Opowiem historię o takiej właśnie sytuacji. Jadę sobie w przedziale drugiej klasy. Miałem górne miejsce, bo dla mnie było to bez większej różnicy. Od razu kładłem się spać i budziłem się już na miejscu. Na dolnym łóżku była starsza kobieta, a z drugiej strony była młoda dziewczyna z dzieckiem. Do naszego przedziału, wszedł chłopak i powiedział tej dziewczynie z dzieckiem, że to dolne miejsce jest jego, ale mogą zostać. W skrócie nie było skandalu, uprzejmie ustąpił jej miejsca, ponieważ miała dziecko. Dziewczyna uśmiechnęła się i podziękowała. Zaczęła mówić, że kupiła bilet w ostatniej chwili, ponieważ jedzie z dzieckiem na leczenie. Zadzwonili ze szpitala, że zwolniło się miejsce i w pośpiechu musiała wszystko załatwić. Bilety udało jej się kupić, ale nie było już wolnych miejsc na dolnym łóżku.

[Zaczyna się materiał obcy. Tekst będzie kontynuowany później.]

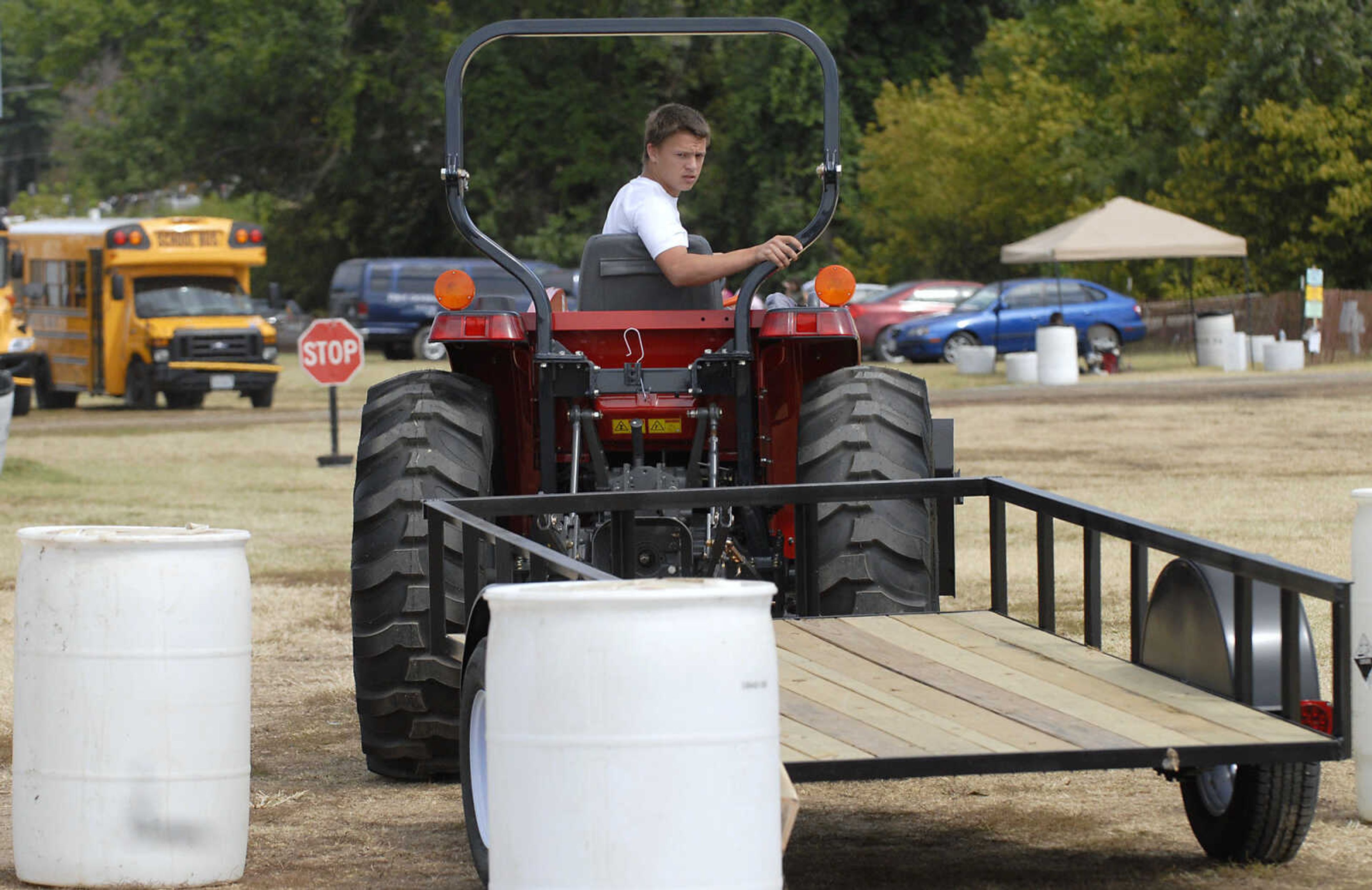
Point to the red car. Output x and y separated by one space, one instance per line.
877 314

I wiesz, co zrobiła? Zdziwiło mnie to. Podała mu pieniądze; była to różnica w cenie między górnym a dolnym łóżkiem. Chłopak nic od niej nie wziął, prawdopodobnie zrozumiał jej sytuację.
No i to wszystko, tak zakończyła się ta historia.
Chciałem tylko pokazać, że można rozwiązywać problemy bez awantur. Można iść na ustępstwa, o ile to możliwe. Wystarczy zapytać, poprosić, być miłym… Nie trzeba od razu podnosić głosu i walczyć, za wszelką cenę o swoje. Ten chłopak mógł w ogóle nie ustąpić, miał do tego prawo, ale postąpił zgodnie ze swoim sumieniem. Gdyby to była inna osoba, wychowana inaczej, o innych wartościach, mogłaby wywołać awanturę. Tak się jednak nie stało. Myślę też, że ta dziewczyna nie kłamała, w przeciwnym razie nie proponowałaby mu pieniędzy.
Bądźmy dla siebie mili. To tak niewiele, a wszystkim żyłoby się dużo lepiej.